(This is a soft question) Recently I'm learning Principal Component Analysis, and it appears to have a lot of issues:
- You have to transform the data to roughly the same scale before applying PCA, but how the feature scaling should be performed is unspecified. Standardization? Scaling to unit length? Log-transformation? Box-Cox transformation? I believe all of them somehow works, but they answer different questions, and it's nontrivial to figure out the transformation given a problem.
- To perform PCA, eigenvalues and eigenvectors must be computed, but the signs of eigenvectors are undetermined. At first sight, SVD could be a good solution, as it gives the same result across different implementations. However, as I understand it, the result of SVD is merely an arbitrary but reproducible choice of eigenvectors.
- Principal components are linear combinations of variables, but do they make sense? I mean, you cannot add a monkey's body temperature to ten times its tail length, because they are of different units. (Speaking of the unit, which unit system should you use is another aspect of my first point)
- When trying to interpret the principal components, should you inspect the loading (coefficient) of the $i$th principal component $y_i$ on the $j$th element $X_j$, or their correlation $\text{corr}(y_i, X_j)$? Rencher (1992) recommends only looking at the coefficients, but as far as I know, there is no consensus on this issue.
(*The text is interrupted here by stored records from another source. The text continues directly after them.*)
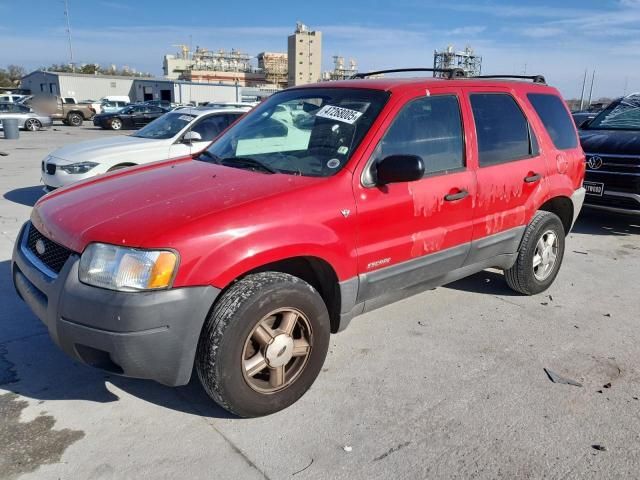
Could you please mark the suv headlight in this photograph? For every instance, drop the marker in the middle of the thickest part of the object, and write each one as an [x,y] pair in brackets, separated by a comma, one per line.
[76,168]
[127,269]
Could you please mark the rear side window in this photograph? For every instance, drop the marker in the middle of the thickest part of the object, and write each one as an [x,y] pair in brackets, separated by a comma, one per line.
[502,129]
[431,128]
[555,118]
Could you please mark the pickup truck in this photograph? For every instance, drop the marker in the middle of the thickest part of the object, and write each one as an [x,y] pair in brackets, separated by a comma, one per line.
[324,202]
[70,113]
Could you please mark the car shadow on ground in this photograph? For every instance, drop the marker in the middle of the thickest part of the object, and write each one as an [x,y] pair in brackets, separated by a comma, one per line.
[595,222]
[32,366]
[25,196]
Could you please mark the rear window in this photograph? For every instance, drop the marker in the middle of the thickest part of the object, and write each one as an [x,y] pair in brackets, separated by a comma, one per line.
[502,129]
[555,118]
To sum up, PCA is a statistical (or arguably mathematical) method that looks quite immature to me, as it introduces numerous subjectivity and bias in throughtout the process. Nonetheless, it remains one of the most widely-used multivariate analysis methods. Why is it? How do people overcome the problems I have raised? Are they even aware of them?
References:
Rencher, A. C. “Interpretation of Canonical Discriminant Functions, Canonical Variates and Principal Components.” The American Statistician, 46 (1992), 217–225.